Trout on Saturday created some separation, creating signature moments to bookend the Angels’ 6-1 victory over reigning AL Cy Young Award winner Justin Verlander.

In the bottom of the first inning, Trout hammered a leadoff homer — his 26th of the season — to ignite a four-run first inning off Verlander.

Then, for the game’s final out, Trout leaped and extended his glove over an outfield wall to rob a home run for the fourth time this season, turning a towering blast to dead center by Tigers slugger Prince Fielder into a home team victory.

Cabrera wasn’t around to watch after being ejected in the fourth inning for arguing a strike call.

After another Trout wall climb, victory fireworks erupted and the Angel Stadium crowd of 41,154 erupted into cheers of “MVP!”

“That’s a good feeling,” Trout said as the Angels (76-63) won for the 14th time in 17 games. “I’m just playing, running around out there, doing everything I can to get the team a win. Having fun.”

Angels Manager Mike Scioscia said watching AL batting average, runs and stolen bases leader Trout all year hardens one to being in awe, “but to lead off with a homer and do that at the end is something special.”

The Angels’ pursuit of something special — a playoff appearance — continued as they remained two games out of the second AL wild-card spot. Left-hander C.J. Wilson (12-9) won his third straight start.

The Tigers’ ace had limited 20 of his first 28 opponents to three runs or less, but the surging Angels had four runs in the first inning.

After Trout smoked his homer deep over the left-field wall — tying a club homers record by a leadoff man — Kendrys Morales and Howie Kendrick followed a walk with doubles. Vernon Wells then doubled off the wall in right-center.

Morales doubled again in the third, his fifth hit in his first six at-bats in the series, scoring Albert Pujols after his leadoff double.

This was heady stuff, considering Verlander (13-8) started the night leading the American League in batting average against (.212) and complete games, ranking second in strikeouts and third in earned-run average.

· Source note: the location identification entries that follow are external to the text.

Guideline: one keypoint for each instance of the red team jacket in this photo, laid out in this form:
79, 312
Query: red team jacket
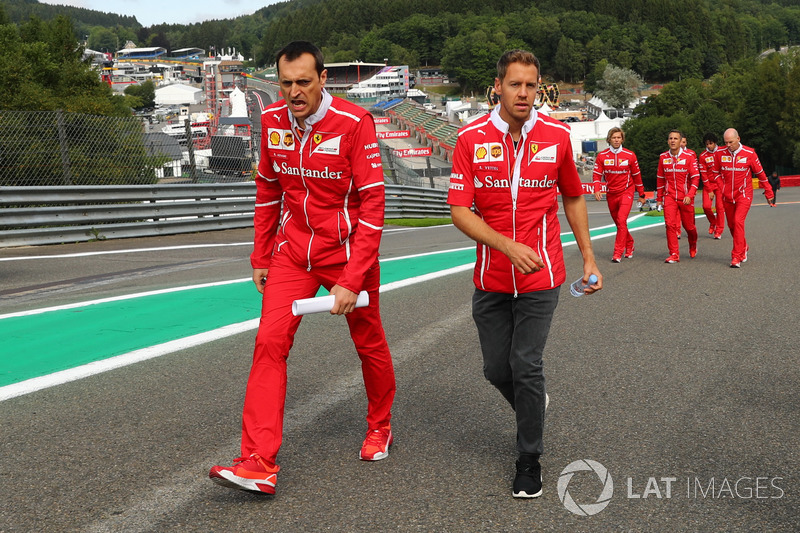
620, 170
330, 182
708, 169
515, 194
736, 171
677, 176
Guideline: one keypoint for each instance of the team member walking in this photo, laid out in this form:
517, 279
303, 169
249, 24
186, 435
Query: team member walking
676, 184
619, 168
712, 188
737, 165
508, 164
318, 222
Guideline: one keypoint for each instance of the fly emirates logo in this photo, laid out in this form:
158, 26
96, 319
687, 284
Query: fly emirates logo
326, 173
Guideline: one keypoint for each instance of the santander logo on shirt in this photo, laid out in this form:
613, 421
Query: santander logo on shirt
325, 173
504, 183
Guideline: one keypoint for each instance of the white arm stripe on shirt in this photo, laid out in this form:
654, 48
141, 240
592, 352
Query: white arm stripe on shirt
345, 113
367, 224
376, 184
263, 177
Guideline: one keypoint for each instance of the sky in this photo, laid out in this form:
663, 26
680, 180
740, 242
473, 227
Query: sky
151, 12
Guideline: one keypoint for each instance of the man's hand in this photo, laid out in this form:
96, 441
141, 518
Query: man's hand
344, 300
260, 278
522, 256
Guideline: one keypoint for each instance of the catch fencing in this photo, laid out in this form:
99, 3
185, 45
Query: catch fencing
56, 149
45, 215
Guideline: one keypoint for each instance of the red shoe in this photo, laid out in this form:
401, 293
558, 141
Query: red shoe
376, 444
252, 473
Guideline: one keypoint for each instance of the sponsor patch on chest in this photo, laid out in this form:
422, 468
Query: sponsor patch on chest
279, 139
487, 152
542, 152
325, 143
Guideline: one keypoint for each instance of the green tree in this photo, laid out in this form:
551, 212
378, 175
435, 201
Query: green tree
619, 86
144, 93
472, 57
569, 60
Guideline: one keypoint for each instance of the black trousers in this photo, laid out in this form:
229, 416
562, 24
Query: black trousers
513, 332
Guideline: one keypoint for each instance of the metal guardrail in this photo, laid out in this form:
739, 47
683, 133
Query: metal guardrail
415, 202
48, 215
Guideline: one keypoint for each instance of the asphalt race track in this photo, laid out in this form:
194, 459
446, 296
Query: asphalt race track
679, 381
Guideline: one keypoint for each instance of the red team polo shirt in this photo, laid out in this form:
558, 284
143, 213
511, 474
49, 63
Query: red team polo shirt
737, 170
620, 171
677, 176
516, 194
330, 185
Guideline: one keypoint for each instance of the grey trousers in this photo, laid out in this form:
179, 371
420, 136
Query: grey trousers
513, 332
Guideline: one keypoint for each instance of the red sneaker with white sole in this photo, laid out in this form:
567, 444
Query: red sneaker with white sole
252, 473
376, 444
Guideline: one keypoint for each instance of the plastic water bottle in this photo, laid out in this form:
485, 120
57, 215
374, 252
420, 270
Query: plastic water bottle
577, 287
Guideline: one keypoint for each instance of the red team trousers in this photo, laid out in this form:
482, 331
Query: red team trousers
717, 220
736, 213
262, 420
620, 207
675, 213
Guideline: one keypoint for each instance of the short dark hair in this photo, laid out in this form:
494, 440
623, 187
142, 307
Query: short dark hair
516, 56
295, 49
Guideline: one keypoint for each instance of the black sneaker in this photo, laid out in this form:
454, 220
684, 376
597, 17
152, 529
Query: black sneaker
528, 481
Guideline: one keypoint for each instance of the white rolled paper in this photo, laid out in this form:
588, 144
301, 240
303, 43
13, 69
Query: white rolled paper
322, 304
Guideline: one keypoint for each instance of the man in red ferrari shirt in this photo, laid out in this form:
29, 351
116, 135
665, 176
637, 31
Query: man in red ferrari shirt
510, 164
318, 221
711, 187
619, 168
737, 165
676, 184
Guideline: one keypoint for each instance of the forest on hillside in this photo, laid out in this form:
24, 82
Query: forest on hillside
659, 39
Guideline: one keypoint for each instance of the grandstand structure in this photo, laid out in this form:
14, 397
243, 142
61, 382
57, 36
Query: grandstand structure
128, 54
427, 127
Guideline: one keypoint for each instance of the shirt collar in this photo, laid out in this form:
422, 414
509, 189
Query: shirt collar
312, 119
502, 125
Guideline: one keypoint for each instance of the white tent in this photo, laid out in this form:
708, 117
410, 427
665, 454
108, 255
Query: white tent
177, 94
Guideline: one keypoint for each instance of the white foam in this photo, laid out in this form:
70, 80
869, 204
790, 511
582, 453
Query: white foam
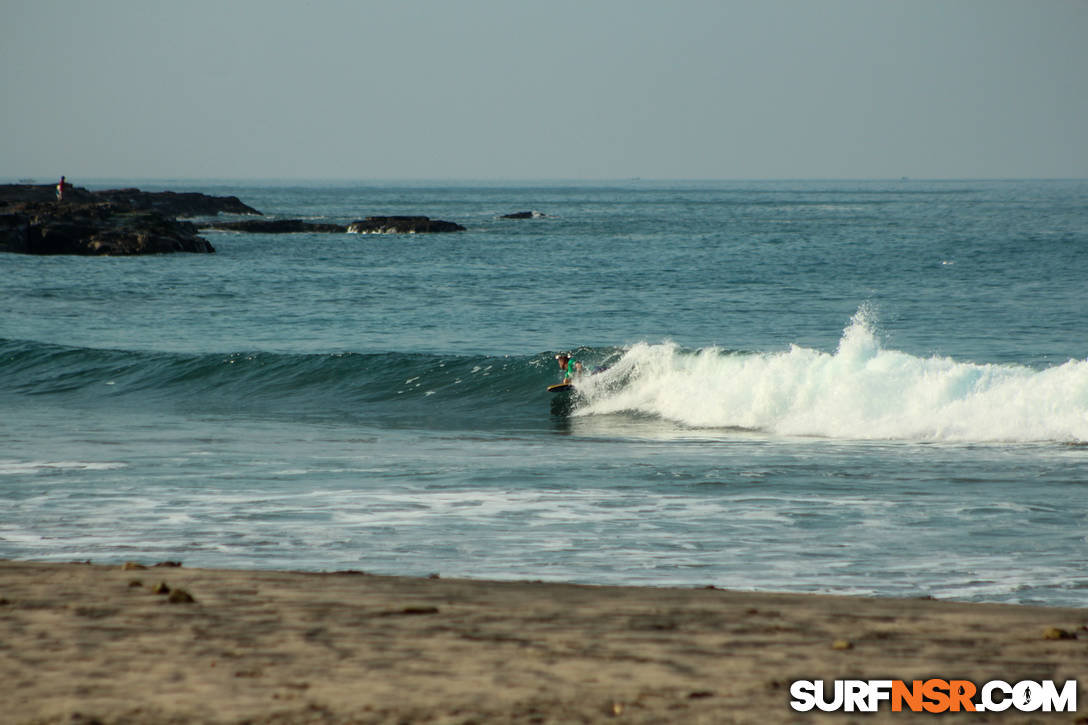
860, 392
14, 467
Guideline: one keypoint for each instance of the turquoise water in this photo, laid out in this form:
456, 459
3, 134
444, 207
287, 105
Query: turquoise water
873, 388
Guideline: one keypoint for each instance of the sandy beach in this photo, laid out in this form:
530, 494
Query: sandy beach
93, 643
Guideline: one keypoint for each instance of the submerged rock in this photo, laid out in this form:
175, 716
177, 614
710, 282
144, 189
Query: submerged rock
402, 225
169, 204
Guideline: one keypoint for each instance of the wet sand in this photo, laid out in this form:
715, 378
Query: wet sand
87, 643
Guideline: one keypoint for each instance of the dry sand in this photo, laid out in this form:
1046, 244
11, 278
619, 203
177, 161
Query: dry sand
83, 643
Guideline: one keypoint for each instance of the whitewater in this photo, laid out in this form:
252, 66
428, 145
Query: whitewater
862, 388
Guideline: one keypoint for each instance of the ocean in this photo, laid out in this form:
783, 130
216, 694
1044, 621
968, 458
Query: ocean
860, 388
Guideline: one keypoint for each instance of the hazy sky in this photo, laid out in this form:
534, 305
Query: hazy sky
557, 89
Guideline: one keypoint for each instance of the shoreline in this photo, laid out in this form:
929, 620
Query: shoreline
95, 643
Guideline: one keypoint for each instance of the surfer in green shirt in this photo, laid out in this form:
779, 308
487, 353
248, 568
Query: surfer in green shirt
568, 366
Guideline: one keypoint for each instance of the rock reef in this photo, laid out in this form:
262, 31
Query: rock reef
275, 226
111, 222
524, 214
402, 225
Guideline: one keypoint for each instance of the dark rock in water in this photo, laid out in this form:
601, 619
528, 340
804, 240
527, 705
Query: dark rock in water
94, 229
402, 225
276, 226
169, 204
181, 597
173, 204
133, 222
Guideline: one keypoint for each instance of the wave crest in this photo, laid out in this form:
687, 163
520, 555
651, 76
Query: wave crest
860, 392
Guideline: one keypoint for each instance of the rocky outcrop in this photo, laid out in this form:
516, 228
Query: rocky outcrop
402, 225
169, 204
94, 229
275, 226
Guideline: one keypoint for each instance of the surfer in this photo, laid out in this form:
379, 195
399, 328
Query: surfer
568, 366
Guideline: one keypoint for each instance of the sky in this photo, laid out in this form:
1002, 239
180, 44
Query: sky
502, 89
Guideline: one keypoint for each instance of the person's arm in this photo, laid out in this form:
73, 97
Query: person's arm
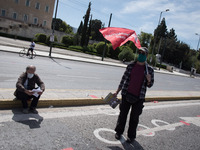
150, 78
122, 81
20, 86
41, 84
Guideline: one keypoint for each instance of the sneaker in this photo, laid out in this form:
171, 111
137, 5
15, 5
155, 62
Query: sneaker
33, 110
117, 136
130, 140
25, 110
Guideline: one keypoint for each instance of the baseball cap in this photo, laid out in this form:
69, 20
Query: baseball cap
144, 49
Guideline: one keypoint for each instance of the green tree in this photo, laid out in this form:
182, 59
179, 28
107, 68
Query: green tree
67, 40
126, 54
145, 39
160, 33
79, 31
100, 47
89, 32
84, 30
62, 26
96, 25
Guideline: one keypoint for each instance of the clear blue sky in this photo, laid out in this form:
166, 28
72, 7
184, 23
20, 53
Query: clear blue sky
138, 15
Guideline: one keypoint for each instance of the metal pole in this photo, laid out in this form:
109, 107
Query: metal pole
105, 40
163, 53
198, 42
154, 37
53, 28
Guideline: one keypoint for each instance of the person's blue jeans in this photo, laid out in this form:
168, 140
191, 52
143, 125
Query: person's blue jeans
136, 111
24, 97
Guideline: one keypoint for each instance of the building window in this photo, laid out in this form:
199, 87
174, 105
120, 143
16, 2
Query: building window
44, 23
35, 21
14, 15
16, 1
3, 12
37, 5
46, 8
25, 18
27, 3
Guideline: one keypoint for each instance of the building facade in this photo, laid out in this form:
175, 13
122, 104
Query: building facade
26, 12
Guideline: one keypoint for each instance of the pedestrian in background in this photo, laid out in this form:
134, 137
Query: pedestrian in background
32, 46
137, 77
25, 85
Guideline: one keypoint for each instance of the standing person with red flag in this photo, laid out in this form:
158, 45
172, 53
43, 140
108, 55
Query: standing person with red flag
137, 77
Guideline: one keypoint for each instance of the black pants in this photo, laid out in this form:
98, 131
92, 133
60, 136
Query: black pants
24, 97
136, 111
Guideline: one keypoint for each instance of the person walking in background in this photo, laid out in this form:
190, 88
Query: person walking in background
32, 46
26, 89
137, 77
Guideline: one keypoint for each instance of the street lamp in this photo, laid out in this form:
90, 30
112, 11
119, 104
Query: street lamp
154, 37
198, 41
53, 29
161, 15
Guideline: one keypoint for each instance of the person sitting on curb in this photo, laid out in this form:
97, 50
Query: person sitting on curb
25, 85
137, 77
31, 49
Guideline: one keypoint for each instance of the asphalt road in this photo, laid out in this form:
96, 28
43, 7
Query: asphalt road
163, 126
64, 74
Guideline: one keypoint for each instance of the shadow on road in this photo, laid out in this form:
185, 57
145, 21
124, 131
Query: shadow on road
32, 120
60, 64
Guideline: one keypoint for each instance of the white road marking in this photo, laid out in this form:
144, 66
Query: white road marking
96, 133
63, 75
159, 128
154, 121
83, 111
193, 120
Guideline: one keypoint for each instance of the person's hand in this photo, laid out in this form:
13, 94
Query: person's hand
148, 76
40, 93
115, 94
29, 92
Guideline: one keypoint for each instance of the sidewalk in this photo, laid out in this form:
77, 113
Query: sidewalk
76, 97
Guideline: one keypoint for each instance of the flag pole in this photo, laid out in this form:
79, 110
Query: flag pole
106, 40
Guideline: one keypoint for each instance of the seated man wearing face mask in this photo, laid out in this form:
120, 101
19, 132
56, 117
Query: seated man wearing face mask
25, 84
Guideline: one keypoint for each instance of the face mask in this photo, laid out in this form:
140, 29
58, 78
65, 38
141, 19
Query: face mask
142, 58
30, 75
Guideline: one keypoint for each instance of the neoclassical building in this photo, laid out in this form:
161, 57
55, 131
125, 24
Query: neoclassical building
26, 12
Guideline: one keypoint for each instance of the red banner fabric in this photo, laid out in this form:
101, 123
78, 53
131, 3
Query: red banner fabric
119, 36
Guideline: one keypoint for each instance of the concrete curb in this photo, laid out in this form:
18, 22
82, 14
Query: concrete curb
9, 103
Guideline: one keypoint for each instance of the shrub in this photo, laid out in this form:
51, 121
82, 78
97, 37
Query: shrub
67, 40
100, 48
126, 54
40, 37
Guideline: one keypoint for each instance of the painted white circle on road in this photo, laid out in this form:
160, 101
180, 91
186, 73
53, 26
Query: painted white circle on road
110, 112
148, 134
154, 121
96, 133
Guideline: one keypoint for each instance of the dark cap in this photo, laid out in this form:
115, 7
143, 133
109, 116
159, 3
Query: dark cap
144, 49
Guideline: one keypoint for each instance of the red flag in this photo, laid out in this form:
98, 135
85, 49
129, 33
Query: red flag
119, 36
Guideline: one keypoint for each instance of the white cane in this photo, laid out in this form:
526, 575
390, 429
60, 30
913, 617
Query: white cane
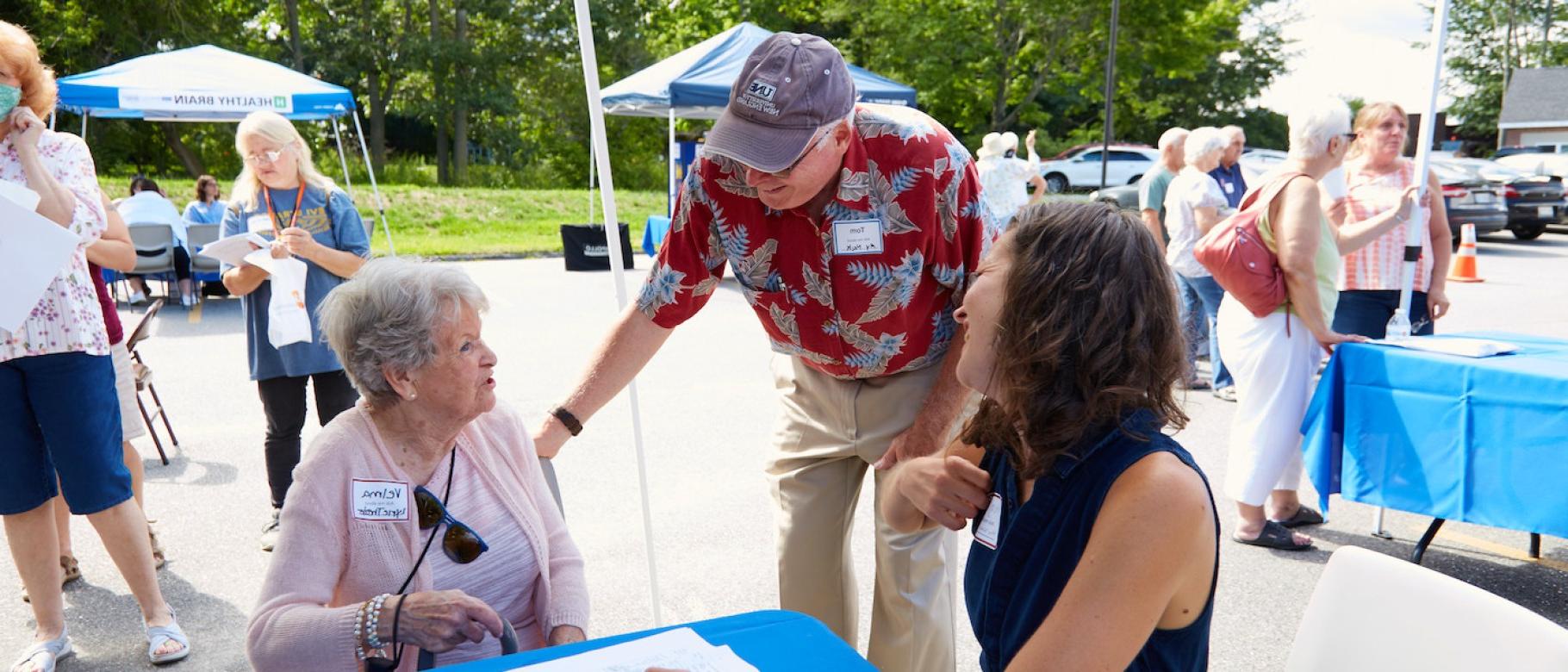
1399, 325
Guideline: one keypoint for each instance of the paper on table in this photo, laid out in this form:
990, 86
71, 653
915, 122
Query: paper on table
21, 195
32, 254
234, 248
1460, 346
675, 649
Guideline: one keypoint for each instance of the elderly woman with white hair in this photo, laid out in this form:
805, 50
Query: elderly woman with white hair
1273, 358
428, 455
281, 196
1004, 177
1193, 204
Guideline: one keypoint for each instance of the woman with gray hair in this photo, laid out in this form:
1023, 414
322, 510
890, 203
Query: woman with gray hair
1193, 204
1273, 361
428, 453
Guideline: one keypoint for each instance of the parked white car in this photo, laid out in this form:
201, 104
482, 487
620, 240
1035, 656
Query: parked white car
1080, 166
1554, 165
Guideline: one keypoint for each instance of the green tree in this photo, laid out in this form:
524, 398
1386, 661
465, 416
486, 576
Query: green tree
1489, 40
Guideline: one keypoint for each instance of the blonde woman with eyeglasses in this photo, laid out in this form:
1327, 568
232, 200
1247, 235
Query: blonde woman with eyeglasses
281, 196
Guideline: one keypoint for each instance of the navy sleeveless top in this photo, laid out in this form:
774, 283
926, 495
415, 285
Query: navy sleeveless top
1010, 589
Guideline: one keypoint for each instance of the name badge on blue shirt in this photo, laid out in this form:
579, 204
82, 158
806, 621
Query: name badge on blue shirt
855, 237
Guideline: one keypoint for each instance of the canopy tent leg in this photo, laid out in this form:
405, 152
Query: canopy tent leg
600, 152
344, 162
1399, 325
375, 190
675, 157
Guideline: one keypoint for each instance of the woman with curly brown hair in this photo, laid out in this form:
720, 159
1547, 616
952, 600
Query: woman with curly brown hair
1090, 514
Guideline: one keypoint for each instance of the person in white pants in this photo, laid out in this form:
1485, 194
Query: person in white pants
1273, 356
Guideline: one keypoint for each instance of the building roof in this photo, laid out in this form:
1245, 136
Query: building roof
1537, 97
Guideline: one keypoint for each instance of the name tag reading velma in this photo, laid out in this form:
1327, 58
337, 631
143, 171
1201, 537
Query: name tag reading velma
380, 500
856, 237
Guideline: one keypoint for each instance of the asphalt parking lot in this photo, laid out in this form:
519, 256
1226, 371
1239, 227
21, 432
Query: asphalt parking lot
706, 414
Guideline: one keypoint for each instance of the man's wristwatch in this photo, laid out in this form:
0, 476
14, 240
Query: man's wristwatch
573, 425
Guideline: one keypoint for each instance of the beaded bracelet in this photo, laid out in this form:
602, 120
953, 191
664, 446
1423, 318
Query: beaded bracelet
359, 622
372, 639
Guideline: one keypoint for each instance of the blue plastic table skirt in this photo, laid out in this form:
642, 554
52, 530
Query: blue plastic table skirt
1482, 440
767, 639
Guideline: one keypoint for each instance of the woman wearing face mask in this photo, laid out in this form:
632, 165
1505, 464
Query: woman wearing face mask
281, 196
59, 413
1377, 174
1097, 544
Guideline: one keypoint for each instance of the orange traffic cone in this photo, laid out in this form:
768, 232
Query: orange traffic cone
1463, 267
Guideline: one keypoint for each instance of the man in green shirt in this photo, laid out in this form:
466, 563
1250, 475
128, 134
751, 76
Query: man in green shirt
1151, 189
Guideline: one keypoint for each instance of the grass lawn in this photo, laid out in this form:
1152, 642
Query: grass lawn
466, 221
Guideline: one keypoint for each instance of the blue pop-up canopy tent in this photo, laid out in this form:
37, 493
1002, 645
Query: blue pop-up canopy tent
695, 85
212, 84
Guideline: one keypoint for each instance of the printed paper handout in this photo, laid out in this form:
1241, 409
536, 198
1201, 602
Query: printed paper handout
1460, 346
673, 649
34, 251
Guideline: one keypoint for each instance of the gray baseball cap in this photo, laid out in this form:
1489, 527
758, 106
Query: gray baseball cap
793, 85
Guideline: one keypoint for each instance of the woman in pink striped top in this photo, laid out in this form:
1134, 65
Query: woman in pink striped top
1377, 174
420, 517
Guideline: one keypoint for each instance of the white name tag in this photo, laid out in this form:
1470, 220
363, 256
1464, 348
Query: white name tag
856, 237
990, 524
380, 500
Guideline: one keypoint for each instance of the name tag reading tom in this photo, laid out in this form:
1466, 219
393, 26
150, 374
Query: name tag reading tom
856, 237
380, 500
990, 522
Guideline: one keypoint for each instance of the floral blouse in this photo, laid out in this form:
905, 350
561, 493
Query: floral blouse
68, 317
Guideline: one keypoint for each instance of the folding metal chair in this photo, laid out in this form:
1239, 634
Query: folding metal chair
145, 381
202, 268
154, 246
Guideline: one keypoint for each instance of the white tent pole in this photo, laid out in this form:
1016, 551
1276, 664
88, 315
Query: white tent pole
1399, 325
370, 171
670, 191
612, 233
340, 160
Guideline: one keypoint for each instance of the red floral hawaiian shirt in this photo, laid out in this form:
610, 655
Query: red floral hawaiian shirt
869, 290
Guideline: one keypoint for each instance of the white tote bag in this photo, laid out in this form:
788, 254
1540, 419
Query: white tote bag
287, 320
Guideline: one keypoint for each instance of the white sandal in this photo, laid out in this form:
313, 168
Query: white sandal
55, 649
160, 635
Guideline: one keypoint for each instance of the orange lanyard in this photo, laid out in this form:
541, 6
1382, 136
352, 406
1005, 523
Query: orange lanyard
271, 216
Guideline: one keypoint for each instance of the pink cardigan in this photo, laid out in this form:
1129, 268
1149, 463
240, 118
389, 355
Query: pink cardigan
327, 561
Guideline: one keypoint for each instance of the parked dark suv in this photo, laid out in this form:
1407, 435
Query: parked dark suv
1534, 201
1472, 199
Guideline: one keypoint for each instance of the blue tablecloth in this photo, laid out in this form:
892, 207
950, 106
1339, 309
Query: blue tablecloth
767, 639
1482, 440
654, 233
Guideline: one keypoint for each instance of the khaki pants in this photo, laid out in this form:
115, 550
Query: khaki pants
828, 432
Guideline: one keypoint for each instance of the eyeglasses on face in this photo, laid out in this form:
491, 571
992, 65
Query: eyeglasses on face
264, 157
461, 544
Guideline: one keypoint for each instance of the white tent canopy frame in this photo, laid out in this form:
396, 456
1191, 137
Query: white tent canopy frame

Wilson (12-9) struck out six and gave up four hits in 72/3 innings, aided by two double-play grounders and a sprinting catch by Wells with two Tigers on base in the sixth. It was his longest outing since June 8.

“The key for me was to not get too amped up — big game, Verlander — and just get on the same page with my catcher and hit the glove,” Wilson said, who’s winning again after having gone two months without a victory. “It’s about how you finish. We have to continue to play like this.”